I don't think so, at least for now, since the problem is very flaky and occurs deep in complex code.
Is it possible to get js stacktrace when a crash occurs in native code?
Also, the problem probably introduced after upgrading from 23 to 24 node.

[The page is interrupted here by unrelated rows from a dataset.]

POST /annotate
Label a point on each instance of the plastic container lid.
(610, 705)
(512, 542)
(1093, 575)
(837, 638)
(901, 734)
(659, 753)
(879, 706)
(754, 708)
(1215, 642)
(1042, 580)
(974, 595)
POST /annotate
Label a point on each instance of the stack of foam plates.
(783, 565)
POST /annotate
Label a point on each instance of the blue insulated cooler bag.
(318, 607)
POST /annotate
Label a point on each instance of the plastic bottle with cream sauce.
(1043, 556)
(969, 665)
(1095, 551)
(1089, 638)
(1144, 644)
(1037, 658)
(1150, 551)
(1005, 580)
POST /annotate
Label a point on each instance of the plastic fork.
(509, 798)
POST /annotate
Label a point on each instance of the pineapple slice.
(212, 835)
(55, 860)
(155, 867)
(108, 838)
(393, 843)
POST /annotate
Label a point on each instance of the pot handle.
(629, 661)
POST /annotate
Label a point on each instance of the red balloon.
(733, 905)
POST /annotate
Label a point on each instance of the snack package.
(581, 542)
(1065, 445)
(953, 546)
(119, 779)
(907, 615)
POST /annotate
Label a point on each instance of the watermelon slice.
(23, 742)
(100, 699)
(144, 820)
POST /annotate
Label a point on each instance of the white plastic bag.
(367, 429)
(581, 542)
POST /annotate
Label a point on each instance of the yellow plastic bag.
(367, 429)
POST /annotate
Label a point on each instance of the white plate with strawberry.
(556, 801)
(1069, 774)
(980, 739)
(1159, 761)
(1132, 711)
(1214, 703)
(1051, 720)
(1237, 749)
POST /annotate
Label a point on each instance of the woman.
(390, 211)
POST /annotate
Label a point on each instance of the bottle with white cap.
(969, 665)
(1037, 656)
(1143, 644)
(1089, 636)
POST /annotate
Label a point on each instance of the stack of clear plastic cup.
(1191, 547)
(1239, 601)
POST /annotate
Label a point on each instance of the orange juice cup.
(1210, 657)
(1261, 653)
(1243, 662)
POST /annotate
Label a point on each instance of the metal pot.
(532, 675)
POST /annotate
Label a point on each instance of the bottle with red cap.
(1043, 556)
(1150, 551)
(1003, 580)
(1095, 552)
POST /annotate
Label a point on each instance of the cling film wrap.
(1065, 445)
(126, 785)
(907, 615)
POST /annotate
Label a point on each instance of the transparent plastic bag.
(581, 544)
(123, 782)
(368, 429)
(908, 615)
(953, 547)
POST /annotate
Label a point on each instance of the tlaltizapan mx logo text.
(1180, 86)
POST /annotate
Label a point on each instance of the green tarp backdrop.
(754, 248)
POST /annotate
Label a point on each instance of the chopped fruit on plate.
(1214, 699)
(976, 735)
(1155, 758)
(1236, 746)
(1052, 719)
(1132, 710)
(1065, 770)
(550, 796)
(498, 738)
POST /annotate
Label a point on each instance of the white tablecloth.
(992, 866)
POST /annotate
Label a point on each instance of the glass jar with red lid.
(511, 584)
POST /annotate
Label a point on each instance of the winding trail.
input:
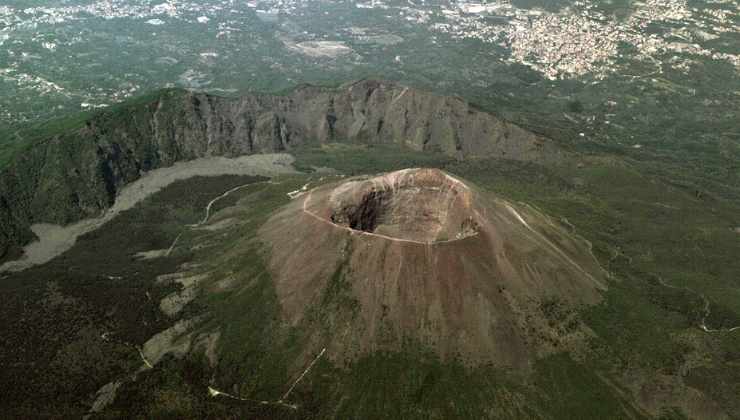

Is it possible to get js stacktrace when a crash occurs in native code?
If JS-land throws, yes.
Do you have more certainties? It's quite difficult to debug and fix your problem with that information.
Ping to @nodejs/libuv
~The only assert in unix/stream.c is this one https://github.com/libuv/libuv/blob/0d4f54f0f6a803d7ec06c647d4899e94cd8607c4/src/unix/stream.c#L846~
This seems to be a mismatch in the write queue and its size, but have no idea why. I think this is a very nasty race condition
Sadly I can't investigate that much with your provided information.
By looking at the changelog of 1.50.0 to v1.51.0 I don't see anything problematic, I don't this is a bug in 1.51.0.
I don't think this diff is a proper fix, but this is gonna avoid the crash, although the crash is telling us that something really bad is happening. No bueno
diff --git a/src/unix/stream.c b/src/unix/stream.c
index 204f5a25..159ca4d0 100644
--- a/src/unix/stream.c
+++ b/src/unix/stream.c
@@ -855,6 +855,10 @@ static void uv__write(uv_stream_t* stream) {
if (uv__queue_empty(&stream->write_queue))
return;
+ /* Refs: https://github.com/nodejs/node/issues/58720 */
+ if (stream->write_queue_size == 0)
+ return;
+
q = uv__queue_head(&stream->write_queue);
req = uv__queue_data(q, uv_write_t, queue);
assert(req->handle == stream);
If JS-land throws, yes.
And if an assertion (and SIGABRT) occurs in native code, then I won't be able to?
I think I can add more detailed logging to _doFlush (and deeper), will probably try to do that by the end of this week/beginning of next
I'll also try to update to 24.2.0
I won't investigate further w/out a Minimal reproducible example .
As there's not answer from OP, I'm closing this one.